Suppose $X$ is a topological space and $G$ is a topological group, and $G$ acts on $X$. Here is my question: If $G$ acts freely on $X$, then what are the maps showing $(X \times EG)/G$ is homotopy equivalent to $X/G$?
(Some background information: Let $EG$ be some contractible space with a free $G$-action.
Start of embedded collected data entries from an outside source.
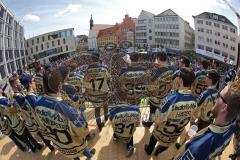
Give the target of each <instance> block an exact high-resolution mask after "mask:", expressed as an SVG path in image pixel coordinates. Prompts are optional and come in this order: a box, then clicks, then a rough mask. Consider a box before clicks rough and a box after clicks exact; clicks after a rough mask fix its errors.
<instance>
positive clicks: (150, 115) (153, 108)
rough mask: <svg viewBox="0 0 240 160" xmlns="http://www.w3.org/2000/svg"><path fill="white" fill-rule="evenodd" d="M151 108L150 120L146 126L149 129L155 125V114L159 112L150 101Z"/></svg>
mask: <svg viewBox="0 0 240 160" xmlns="http://www.w3.org/2000/svg"><path fill="white" fill-rule="evenodd" d="M149 107H150V114H149V119H148V121H147V122H145V125H146V126H147V127H151V125H152V124H153V121H154V116H155V112H156V110H157V107H155V106H154V105H153V103H152V102H151V101H149Z"/></svg>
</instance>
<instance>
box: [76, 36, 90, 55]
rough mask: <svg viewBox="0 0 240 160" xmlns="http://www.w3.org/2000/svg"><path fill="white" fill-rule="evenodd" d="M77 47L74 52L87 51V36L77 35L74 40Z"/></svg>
mask: <svg viewBox="0 0 240 160" xmlns="http://www.w3.org/2000/svg"><path fill="white" fill-rule="evenodd" d="M76 42H77V46H76V51H77V52H81V51H87V50H88V36H86V35H78V36H77V38H76Z"/></svg>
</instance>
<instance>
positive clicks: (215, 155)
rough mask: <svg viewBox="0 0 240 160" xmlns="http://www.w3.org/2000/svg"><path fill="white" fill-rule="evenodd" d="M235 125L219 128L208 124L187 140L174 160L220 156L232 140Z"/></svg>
mask: <svg viewBox="0 0 240 160" xmlns="http://www.w3.org/2000/svg"><path fill="white" fill-rule="evenodd" d="M234 130H236V125H235V123H231V124H229V125H228V126H225V127H220V126H216V125H214V124H210V125H209V126H208V127H207V128H205V129H203V130H201V131H200V132H199V133H198V134H197V135H196V136H194V137H193V138H192V139H191V140H189V141H188V142H187V143H186V144H185V145H184V146H183V147H182V148H181V149H180V150H179V153H178V154H177V156H176V157H175V158H174V159H177V160H208V159H214V158H215V157H217V156H219V155H221V154H222V152H223V151H224V149H225V148H226V147H227V146H228V144H229V143H230V141H231V139H232V135H233V132H234Z"/></svg>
The $G$-equivariant cohomology $H^i_G(X)$ of $X$ is the singular cohomology $H^i(X_{hG}, \mathbb{Z})$ of the homotopy orbit space $$X_{hG}:=(X \times EG)/G$$ where the $G$-action on $X \times EG$ is given by $g\cdot (x, e)=(gx, ge)$.
Now suppose $G$ acts freely on $X$, i.e. $gx=gy$ implies $x=y$. Then it is often asserted that in this case the $G$-equivariant cohomology of $X$ is the cohomology of $X/G$, but I couldn't figure out why.
What are the maps showing $(X \times EG)/G$ is homotopy equivalent to $X/G$ (when $G$ acts freely on $X$) ?
If the action is free then the projection $(X\times EG)/G\to X/G$ is a fibration with contractible fibres (homeomorphic to $EG$), and so it is a homotopy equivalence.